At the same time, Home Affairs remains in breach of a separate court order to re-open the Cape Town RRO.
The department has now opened the Port Elizabeth office after constant requests and queries from the DA-governed Nelson Mandela Bay metro, as well as NGOs.
DA Shadow Minister of Home Affairs Haniff Hoosen says that the lack of action from Minister Malusi Gigaba and Home Affairs in Cape Town is an indictment on his leadership.
NGOs in the Mother City are currently urging the court to appoint a Special Master to oversee Gigaba’s compliance with the order.
The DA says incidents like this raise concerns around illegal immigration.
“The inefficiency of Home Affairs negatively affects asylum seekers who seek to regularise their stay in South Africa. The Department’s inability to process asylum applications could fuel illegal immigration as it will leave many refugees undocumented,” Hoosen said.
Last month, Gigaba gave the public an update on the department’s goals for the smart ID card.
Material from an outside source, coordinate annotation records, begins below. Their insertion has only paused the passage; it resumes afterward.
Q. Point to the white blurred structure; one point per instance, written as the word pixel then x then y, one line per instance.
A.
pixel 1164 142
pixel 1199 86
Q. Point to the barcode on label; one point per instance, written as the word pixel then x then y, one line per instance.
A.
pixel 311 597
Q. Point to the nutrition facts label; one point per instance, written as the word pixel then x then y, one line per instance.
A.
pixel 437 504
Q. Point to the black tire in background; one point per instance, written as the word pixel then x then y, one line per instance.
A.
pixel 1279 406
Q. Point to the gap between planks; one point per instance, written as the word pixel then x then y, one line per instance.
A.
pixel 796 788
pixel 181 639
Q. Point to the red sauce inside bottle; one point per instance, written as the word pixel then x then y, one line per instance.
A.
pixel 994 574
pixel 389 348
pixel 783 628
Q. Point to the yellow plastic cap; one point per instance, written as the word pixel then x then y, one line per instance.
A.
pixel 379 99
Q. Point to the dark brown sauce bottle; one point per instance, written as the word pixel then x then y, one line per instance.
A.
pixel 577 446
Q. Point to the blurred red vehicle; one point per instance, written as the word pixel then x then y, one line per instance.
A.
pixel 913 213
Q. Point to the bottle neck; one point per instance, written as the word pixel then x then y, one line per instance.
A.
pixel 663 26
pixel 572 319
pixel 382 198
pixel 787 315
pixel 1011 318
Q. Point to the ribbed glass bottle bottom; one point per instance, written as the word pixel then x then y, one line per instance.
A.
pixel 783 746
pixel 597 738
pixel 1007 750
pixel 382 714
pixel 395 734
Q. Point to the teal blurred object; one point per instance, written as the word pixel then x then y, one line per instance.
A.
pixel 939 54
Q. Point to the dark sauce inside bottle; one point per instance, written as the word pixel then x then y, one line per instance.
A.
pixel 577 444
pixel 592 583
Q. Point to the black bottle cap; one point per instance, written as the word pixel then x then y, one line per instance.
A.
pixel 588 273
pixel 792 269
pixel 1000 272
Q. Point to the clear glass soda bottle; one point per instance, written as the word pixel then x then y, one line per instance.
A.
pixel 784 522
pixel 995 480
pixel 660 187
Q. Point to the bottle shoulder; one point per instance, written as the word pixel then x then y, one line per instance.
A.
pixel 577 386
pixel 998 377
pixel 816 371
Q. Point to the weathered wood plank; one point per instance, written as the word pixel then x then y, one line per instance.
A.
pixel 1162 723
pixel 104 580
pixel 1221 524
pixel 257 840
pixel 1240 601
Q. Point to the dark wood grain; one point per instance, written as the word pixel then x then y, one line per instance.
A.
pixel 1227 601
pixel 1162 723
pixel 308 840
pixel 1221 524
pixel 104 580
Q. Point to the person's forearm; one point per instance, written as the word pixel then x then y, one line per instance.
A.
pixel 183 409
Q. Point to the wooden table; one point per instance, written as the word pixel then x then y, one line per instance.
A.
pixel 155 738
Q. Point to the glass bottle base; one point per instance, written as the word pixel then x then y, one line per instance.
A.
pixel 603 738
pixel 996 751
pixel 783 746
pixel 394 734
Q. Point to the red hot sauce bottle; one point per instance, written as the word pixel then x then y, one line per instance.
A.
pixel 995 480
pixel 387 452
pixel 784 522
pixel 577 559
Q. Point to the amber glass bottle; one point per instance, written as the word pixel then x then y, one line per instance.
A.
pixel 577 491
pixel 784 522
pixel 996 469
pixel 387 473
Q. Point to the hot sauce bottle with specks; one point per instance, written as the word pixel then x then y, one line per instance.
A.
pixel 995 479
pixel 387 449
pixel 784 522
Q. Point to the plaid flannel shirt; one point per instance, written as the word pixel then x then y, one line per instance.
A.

By 2023, they had planned to have everyone moved over from the previous ID books.
While South Africans were recently caught out by a fake post claiming that all green barcoded ID books will be expiring in 2018, the department does have plans to phase them out slowly over time.
With more South Africans flooding Home Affairs offices in an attempt to get their ID card, Gigaba also urged citizens to “not expect miracles” when visiting.